Os tradutores tomam menos liberdades hoje em dia. O romancista e crítico Tim Parks escreveu recentemente sobre a padronização e achatamento dos textos estrangeiros, criando o efeito de haver um “tradutorês internacionalizante” – globalmente palatável, mas bastante insosso. Parks sugere que escritores holandeses, italianos e albaneses estão cada vez mais aptos a soar iguais.

Conforme encarava esses livros no inverno passado, fiquei excitado com a experiência de ler pela primeira vez algo com que acreditava estar familiarizado, mas também tinha a sensação de estar negando parte do meu passado.

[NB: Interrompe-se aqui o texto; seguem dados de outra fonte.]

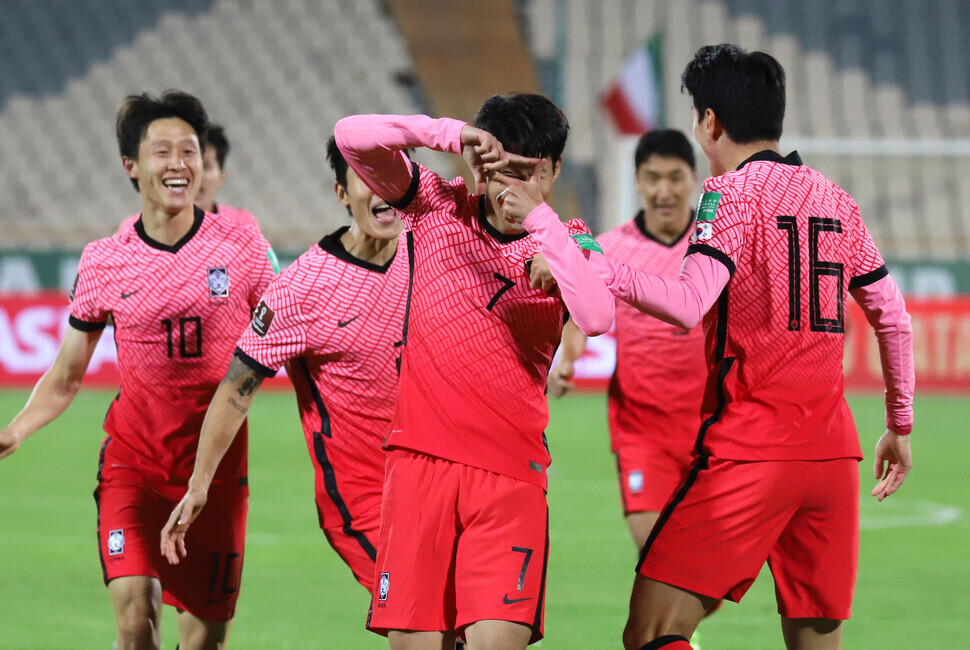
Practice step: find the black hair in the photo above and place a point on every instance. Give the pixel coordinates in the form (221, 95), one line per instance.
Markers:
(138, 111)
(217, 139)
(664, 142)
(525, 124)
(337, 162)
(745, 90)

Busquei outro romance, O Grande Meaulnes, de Alain-Fournier, que morreu nos primeiros eventos da Primeira Guerra, dias antes de completar 28 anos. Apesar de ter sido escrito em 1912, o livro é ambientado nos anos 1890 e possui um charme bucólico bem distante da anarquia do quarto ou de um ato absurdo em uma praia de Argel. Em inglês, a atmosfera sempre me pareceu nebulosa, obscurecendo a essência dos personagens e confundindo a própria história. Entretanto, ao ler em francês quatro ou cinco páginas por dia durante várias semanas, fiquei extasiado. Vez ou outra, dava uma olhadela em uma das duas traduções que tenho em minhas estantes, uma de Frank Davison, de 1959, e outra de Robin Buss, de 2007 – esta, como The Lost Estate. Perto do fim, cheguei ao passeio na floresta entre o narrador e o jovem Frantz, cuja desistência de casar desencadeia a ação principal. A primeira linha do capítulo “L’Appel de Frantz” (“O Chamado de Frantz”) diz: “Hou-ou!”. Essa parte, pelo menos, com certeza poderia ser mantida assim? Pelo jeito, não. Davison arranca o ponto de exclamação e o substitui por um decrescente “Hou-ou...”. Buss mantém o ponto de exclamação, mas altera o choro de Frantz para “Whoo, whoo!”. Havia alguma real necessidade de mudar a estrutura de um choro sem palavra alguma? Não. Quer dizer, troque para “sim”.

James Campbell é autor de “Exiled in Paris: Richard Wright, James Baldwin, Samuel Beckett, and Others on the Left Bank”

Tradução do artigo The Pleasures and Perils of Creative Translation, publicado no site do jornal americano The New York Times em 9 de junho de 2011.